此时system_server进程就被kill了,系统就重启了。
在anr文件下,找到20210810014838_traces_SystemServer_WDT10_8月_01_48_37.661_pid1107文件进行解压,找到android.fg线程:
"android.fg" prio=5 tid=16 Blocked
| group="main" sCount=1 dsCount=0 flags=1 obj=0x134011c0 self=0x7a8077c600
| sysTid=1147 nice=0 cgrp=default sched=0/0 handle=0x7a70bfc4f0
| state=S schedstat=( 1586113377 2192768722 6889 ) utm=70 stm=88 core=1 HZ=100
| stack=0x7a70afa000-0x7a70afc000 stackSize=1037KB
| held mutexes=
at com.android.server.wm.WindowManagerService.monitor(WindowManagerService.java:7069)
- waiting to lock <0x05f70fd8> (a com.android.server.wm.WindowHashMap)
at com.android.server.Watchdog$HandlerChecker.run(Watchdog.java:211)
at android.os.Handler.handleCallback(Handler.java:790)
at android.os.Handler.dispatchMessage(Handler.java:99)
at android.os.Looper.loop(Looper.java:164)
at android.os.HandlerThread.run(HandlerThread.java:65)
at com.android.server.ServiceThread.run(ServiceThread.java:46)
可以看到monitor在等待0x05f70fd8这个锁,该锁是WindowHashMap,再搜索一下0x05f70fd8被谁占用;
"android.anim" prio=5 tid=26 Runnable
| group="main" sCount=0 dsCount=0 flags=0 obj=0x133c40c0 self=0x7a70e19600
| sysTid=1199 nice=-4 cgrp=default sched=0/0 handle=0x7a700cd4f0
| state=R schedstat=( 299015045884 448343750812 840845 ) utm=22091 stm=7810 core=3 HZ=100
| stack=0x7a6ffcb000-0x7a6ffcd000 stackSize=1037KB
| held mutexes= "mutator lock"(shared held)
at com.android.server.wm.WindowContainer.forAllWindows(WindowContainer.java:-1)

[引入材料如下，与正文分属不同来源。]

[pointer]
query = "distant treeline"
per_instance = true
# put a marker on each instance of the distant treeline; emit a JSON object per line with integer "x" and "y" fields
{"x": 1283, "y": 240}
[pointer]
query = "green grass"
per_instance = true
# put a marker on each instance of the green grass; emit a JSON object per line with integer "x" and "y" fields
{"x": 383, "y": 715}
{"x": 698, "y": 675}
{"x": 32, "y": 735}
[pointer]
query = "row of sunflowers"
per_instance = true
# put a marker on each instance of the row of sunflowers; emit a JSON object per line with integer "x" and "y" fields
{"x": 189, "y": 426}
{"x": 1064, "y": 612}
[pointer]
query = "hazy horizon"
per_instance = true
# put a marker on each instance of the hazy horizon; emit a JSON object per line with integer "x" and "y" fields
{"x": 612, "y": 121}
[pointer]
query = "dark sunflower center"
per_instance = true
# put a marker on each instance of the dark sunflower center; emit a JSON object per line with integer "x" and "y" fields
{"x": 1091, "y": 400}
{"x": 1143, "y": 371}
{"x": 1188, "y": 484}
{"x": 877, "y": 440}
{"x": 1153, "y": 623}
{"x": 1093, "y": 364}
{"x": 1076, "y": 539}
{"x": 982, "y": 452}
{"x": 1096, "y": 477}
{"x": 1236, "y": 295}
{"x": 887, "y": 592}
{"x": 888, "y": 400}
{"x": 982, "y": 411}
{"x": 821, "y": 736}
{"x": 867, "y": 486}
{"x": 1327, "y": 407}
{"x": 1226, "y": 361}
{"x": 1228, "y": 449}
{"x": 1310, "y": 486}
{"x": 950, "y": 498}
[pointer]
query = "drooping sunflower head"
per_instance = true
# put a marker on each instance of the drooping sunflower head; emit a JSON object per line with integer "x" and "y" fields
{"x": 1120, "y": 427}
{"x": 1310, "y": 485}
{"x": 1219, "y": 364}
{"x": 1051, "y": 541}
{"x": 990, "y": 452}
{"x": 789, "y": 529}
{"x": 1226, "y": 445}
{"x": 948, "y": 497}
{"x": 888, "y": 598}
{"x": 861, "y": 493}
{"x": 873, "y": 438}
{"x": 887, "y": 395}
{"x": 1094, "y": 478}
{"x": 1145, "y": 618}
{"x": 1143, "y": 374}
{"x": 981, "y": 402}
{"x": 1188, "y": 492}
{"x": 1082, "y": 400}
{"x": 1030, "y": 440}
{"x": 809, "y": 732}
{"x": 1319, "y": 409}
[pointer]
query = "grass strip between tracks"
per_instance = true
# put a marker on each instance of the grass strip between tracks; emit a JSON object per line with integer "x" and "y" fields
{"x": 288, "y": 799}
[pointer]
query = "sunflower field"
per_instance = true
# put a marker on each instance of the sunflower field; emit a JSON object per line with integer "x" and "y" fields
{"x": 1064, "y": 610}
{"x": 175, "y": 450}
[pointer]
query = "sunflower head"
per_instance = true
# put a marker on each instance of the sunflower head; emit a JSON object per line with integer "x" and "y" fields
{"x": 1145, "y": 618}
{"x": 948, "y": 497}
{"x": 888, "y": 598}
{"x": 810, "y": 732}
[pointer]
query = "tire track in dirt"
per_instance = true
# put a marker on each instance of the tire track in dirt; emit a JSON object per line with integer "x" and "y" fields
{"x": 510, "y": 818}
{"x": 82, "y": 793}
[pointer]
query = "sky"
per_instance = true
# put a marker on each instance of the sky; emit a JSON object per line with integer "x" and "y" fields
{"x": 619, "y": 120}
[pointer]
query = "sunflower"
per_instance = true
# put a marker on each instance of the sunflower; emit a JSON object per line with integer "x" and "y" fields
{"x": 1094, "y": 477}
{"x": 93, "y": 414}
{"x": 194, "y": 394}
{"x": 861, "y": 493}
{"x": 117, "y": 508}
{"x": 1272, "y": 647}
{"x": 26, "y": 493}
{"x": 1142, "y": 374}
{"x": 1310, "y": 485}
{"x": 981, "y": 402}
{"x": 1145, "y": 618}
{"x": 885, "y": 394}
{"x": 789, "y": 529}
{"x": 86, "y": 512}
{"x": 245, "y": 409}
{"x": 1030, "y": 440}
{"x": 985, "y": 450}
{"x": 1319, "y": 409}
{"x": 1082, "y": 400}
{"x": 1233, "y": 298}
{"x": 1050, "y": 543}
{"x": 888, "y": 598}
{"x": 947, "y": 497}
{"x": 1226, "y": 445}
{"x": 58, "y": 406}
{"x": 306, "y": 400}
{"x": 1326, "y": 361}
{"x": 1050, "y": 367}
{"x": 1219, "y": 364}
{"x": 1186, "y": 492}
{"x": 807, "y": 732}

at com.android.server.wm.AppWindowToken.forAllWindowsUnchecked(AppWindowToken.java:1549)
at com.android.server.wm.AppWindowToken.forAllWindows(AppWindowToken.java:1544)
at com.android.server.wm.WindowContainer.forAllWindows(WindowContainer.java:616)
at com.android.server.wm.WindowContainer.forAllWindows(WindowContainer.java:616)
at com.android.server.wm.WindowContainer.forAllWindows(WindowContainer.java:616)
at com.android.server.wm.DisplayContent$TaskStackContainers.forAllWindows(DisplayContent.java:3434)
at com.android.server.wm.DisplayContent.forAllWindows(DisplayContent.java:1556)
at com.android.server.wm.WindowContainer.forAllWindows(WindowContainer.java:633)
at com.android.server.wm.DisplayContent.updateWallpaperForAnimator(DisplayContent.java:2655)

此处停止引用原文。